All have sinned. He saw us lost. He saw that we disobeyed God. He saw us separated from God because of our sins and hopelessly lost because there’s not a thing that you and I can do to make up for that.

I’ve given you this example before. If I were to go out and murder somebody this afternoon and stand before the judge, and he says, son, what do you have to say for yourself? And I said, well, judge, I promise from here on out I won’t kill anybody else, just that one guy.

I won’t kill anybody else. The judge would be absolutely wrong to let me go, wouldn’t he? Just not killing the rest of you doesn’t justify killing somebody.

If I don’t kill the rest of you, I’m merely obeying what the law told me to do in the first place. There’s still that offense. I haven’t gotten extra credit by being good.

That’s what was expected to begin with. And folks, we all have the dark stain of sin on our souls because we’ve disobeyed God. And just being good from here on out doesn’t get us any extra credit.

That’s just what God expects to begin with. It’s what God demands to begin with. And you and I are powerless to do anything about our sins.

We are powerless to reconcile ourselves to God. We’re hopeless. And Jesus Christ looked down and saw mankind hopelessly lost, realized that left to ourselves, it didn’t matter the good we could do, It didn’t matter the money we gave, how often we went to church, that we would still be condemned to hell for all of eternity, and rightfully so, because we’d sinned against God.

And he looked on us and he saw us hopelessly lost and had compassion on us. At the cross, he satisfied God’s holiness and justice. That’s the next line in the bulletin.

He satisfied God’s holiness and justice. See, I read an article this week that was talking about the difference between every other religion and Christianity. And first of all, every other religion says you have to do something Christianity says you’re hopelessly lost. Folks, you want an ego boost?

Don’t become a Christian because we have to. My pastor used to say all the time growing up, the church and the hell’s angels are the only groups you have to admit to being bad before you can get in. We have to admit our sin to come to Christ. So every other religion says do, and Christianity says you can’t.

Well, all these other religions, if they believe their God forgives sins, for example, the Islamic religion, they believe that Allah forgives sins, but that means he overlooks it. And so he shows mercy. If he shows mercy at all, he shows mercy at the expense of his holiness and justice, because he has to just let bygones be bygones and pretend that sin didn’t happen.

Folks, we can’t ask our God to stop being God for a minute and just let our sin go. Christianity is the only religion in the world where God meets out mercy along with his holiness and justice. By submitting his own son, by God himself going to pay the ultimate price.

His judgment on sin was accomplished. The penalty was paid. God’s holiness was intact because he didn’t compromise with sin, and yet now he’s able to show mercy.

So Jesus Christ came to pay the penalty for us, but also to keep God’s holiness and justice intact. And finally this morning, he made God’s mercy available to mankind. As I said a moment ago, God couldn’t just give mercy with no penalty being paid.

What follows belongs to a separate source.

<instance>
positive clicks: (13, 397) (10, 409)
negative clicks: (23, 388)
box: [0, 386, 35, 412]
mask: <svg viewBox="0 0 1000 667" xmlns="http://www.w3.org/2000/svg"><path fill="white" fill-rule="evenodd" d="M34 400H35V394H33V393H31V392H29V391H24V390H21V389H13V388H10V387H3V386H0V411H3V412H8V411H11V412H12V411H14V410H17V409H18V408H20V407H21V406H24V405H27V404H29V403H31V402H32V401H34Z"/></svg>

Wait a minute, I thought God could do everything. Folks, God can do anything consistent with His nature. And to say that God would just give mercy without the penalty being paid would be to ask God to stop being God, to ask Him to stop being holy, to ask Him to stop being just. And Ephesians tells us, Folks, the message that we have to preach, the story we have to tell, is about Jesus Christ dying for our sins according to the Scriptures, being buried and rising again on the third day according to the scriptures.

It really is that simple. If I’ve made you feel today like it was hard by saying, oh, there are all these things I have to explain, all these theological things. Folks, you may not have to explain all these things.

Some of the stuff about who Jesus is, people may already know. Folks, the gospel message is very simple, that Jesus Christ died for us, that there was a penalty paid, a transaction was made, but they also need to understand who did it and why he did it.